Thesis (Selection of subject)

Your browser does not support JavaScript, or its support is disabled. Some features may not be available.

Identifikace kognátů v mluvených datech

Thesis title in Czech:	Identifikace kognátů v mluvených datech
Thesis title in English:	Cognate Identification in Spoken Language Data
Key words:	kognát\|zpracování řeči
English key words:	cognate\|speech processing
Academic year of topic announcement:	2025/2026
Thesis type:	diploma thesis
Thesis language:
Department:	Institute of Formal and Applied Linguistics (32-UFAL)
Supervisor:	prof. Ing. Zdeněk Žabokrtský, Ph.D.
Author:	hidden - assigned and confirmed by the Study Dept.
Date of registration:	02.05.2025
Date of assignment:	02.05.2025
Confirmed by Study dept. on:	02.05.2025

Guidelines

Cognates, in a broad sense, are words in different languages with a common etymological origin. Cognates play an important role in understanding historical language development [1] and improving multilingual applications like speech translation and cross-lingual information retrieval [2].

While most existing work focuses on cognate identification in written texts [3], identifying cognates in spoken data (such as audio recordings or transcriptions) presents additional challenges due to phonetic variation, pronunciation differences, and potential transcription errors. On the other hand, leveraging spoken input can help bypass issues associated with diverse writing systems and orthographic conventions across languages.
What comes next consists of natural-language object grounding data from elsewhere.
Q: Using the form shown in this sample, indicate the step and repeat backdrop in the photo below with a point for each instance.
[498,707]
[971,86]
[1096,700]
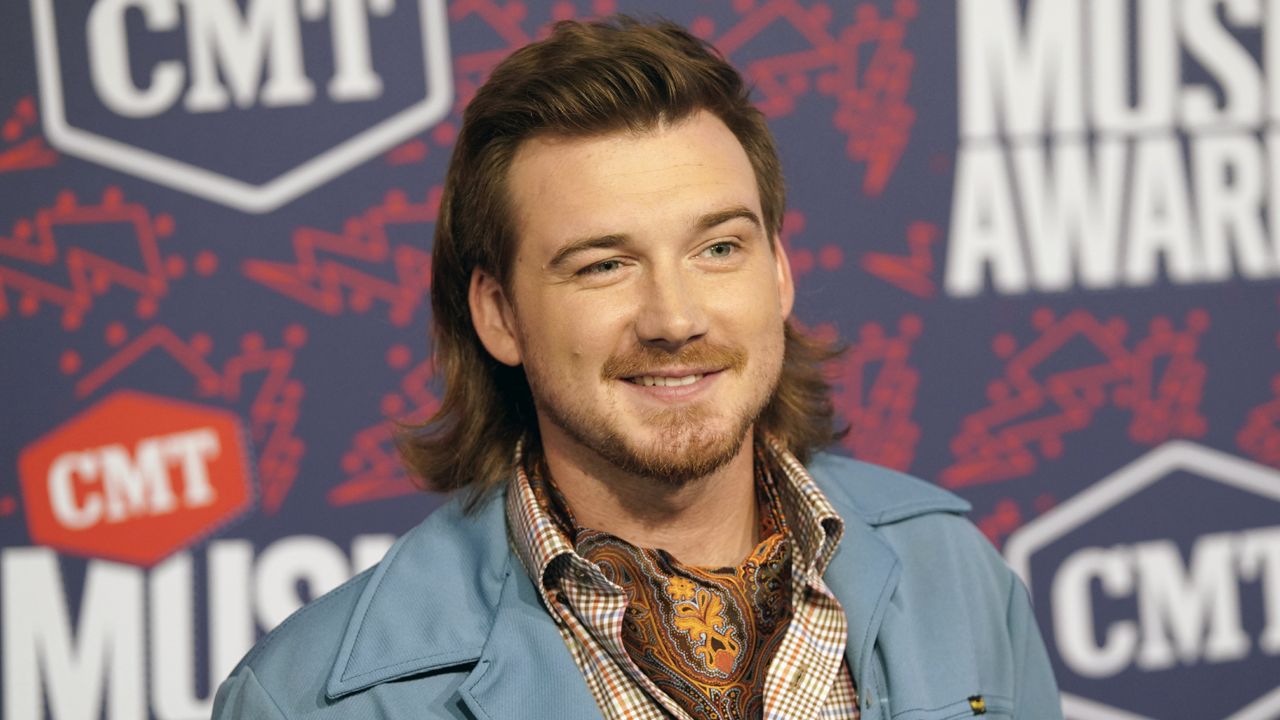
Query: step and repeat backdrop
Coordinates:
[1047,229]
The aim of the thesis is to experimentally explore the possibilities of automatic cognate discovery across languages based on audio recordings. The student will collect suitable data, in particular audio recordings in several languages and existing databases of cognates in written form, and will become familiar with existing software tools for automatic transcription in these languages. Furthermore, the student will propose, design and build a system (using machine learning frameworks) for the automatic extraction of cognates from spoken data, either directly from the audio signal or from its transcription. The student will also design an appropriate evaluation metric to measure the accuracy of the identified cognates and will experimentally assess the performance of different methods.

References

[1] Wu, Mei-Shin, and Johann-Mattis List. "Annotating cognates in phylogenetic studies of Southeast Asian languages." Language Dynamics and Change 13.2 (2023): 161-197.

[2 ] Fourrier, Clémentine, Rachel Bawden, and Benoît Sagot. "Can Cognate Prediction Be Modelled as a Low-Resource Machine Translation Task?." ACL-IJCNLP 2021-Findings of the Association for Computational Linguistics. 2021.

[3] Batsuren, Khuyagbaatar, Gábor Bella, and Fausto Giunchiglia. "A large and evolving cognate database." Language Resources and Evaluation (2022): 1-25.